Kahele introduced SB3001 (Relating to Wildlife) during the 2012 legislative session to address the problem of the invasive axis deer on Hawaii Island.

The bill, when signed into law, will prohibit a person to intentionally, knowingly, or recklessly transfer, transport, and release after transport through interisland movement any live wild or feral deer unless permitted by the Department of Land and Natural Resources or other state department.

It will also establish penalties and fines for individuals that violate the law.

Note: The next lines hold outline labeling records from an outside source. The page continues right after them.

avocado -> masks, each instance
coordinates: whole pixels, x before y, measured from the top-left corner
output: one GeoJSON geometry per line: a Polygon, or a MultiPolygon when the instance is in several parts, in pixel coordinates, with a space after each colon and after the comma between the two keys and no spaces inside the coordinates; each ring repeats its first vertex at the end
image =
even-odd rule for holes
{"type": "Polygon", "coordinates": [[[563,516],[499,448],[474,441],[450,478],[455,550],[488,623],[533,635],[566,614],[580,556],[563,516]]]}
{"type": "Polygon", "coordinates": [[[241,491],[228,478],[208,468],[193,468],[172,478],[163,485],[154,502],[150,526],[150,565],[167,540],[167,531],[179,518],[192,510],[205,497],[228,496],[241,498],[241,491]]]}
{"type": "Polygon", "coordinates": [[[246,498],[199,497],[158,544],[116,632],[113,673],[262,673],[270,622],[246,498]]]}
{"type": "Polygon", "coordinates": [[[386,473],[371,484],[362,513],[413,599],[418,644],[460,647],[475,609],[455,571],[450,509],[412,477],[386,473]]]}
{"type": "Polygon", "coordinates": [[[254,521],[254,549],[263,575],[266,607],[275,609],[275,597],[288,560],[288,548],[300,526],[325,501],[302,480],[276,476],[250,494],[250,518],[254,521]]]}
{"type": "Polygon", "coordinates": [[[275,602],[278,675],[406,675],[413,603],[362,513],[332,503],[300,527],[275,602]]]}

Kahele, vice-chairman of the Senate Committee on Agriculture, has been a strong proponent of the swift removal of invasive axis deer on Hawaii Island. The axis deer, introduced to the Hawaiian Islandʻs in 1868, has been devastating to the islands of Molokai and Maui and their agricultural and tourist industries.

“I am extremely pleased that the governor has decided to sign this important peice of legislation into law. Axis deer have been devastating to our precious environment and our agricultural industry,” he said.

“This law will send a clear message to those that attempt to transport the axis deer to Hawaii island that this Administration, the Legislature and the residents of our state will not tolerate this conduct,” Kahele said. “Just this past April the Department of Land and Natural Resources recorded the first official kill of an axis deer in Kaʻu. I applaud this effort and and will continue my mission to completley eradicate the axis deer from Hawaii Island. This law reaffirms that message.”

One Response to “Kalehe on Abercrombie signing axis deer bill”

  1. waimeajim says:

    Since these are invasive species, and Hawaii is the endangered species capital of the world, shouldn’t we be planning eradication hunts, instead of trying to limit the population on each island?
    We did that for miconia, yet animals have a different priority?
    Either we protect the endangered species, or forget about them, and let them die off.
    Poorly developed policies equal poorly developed results for all species.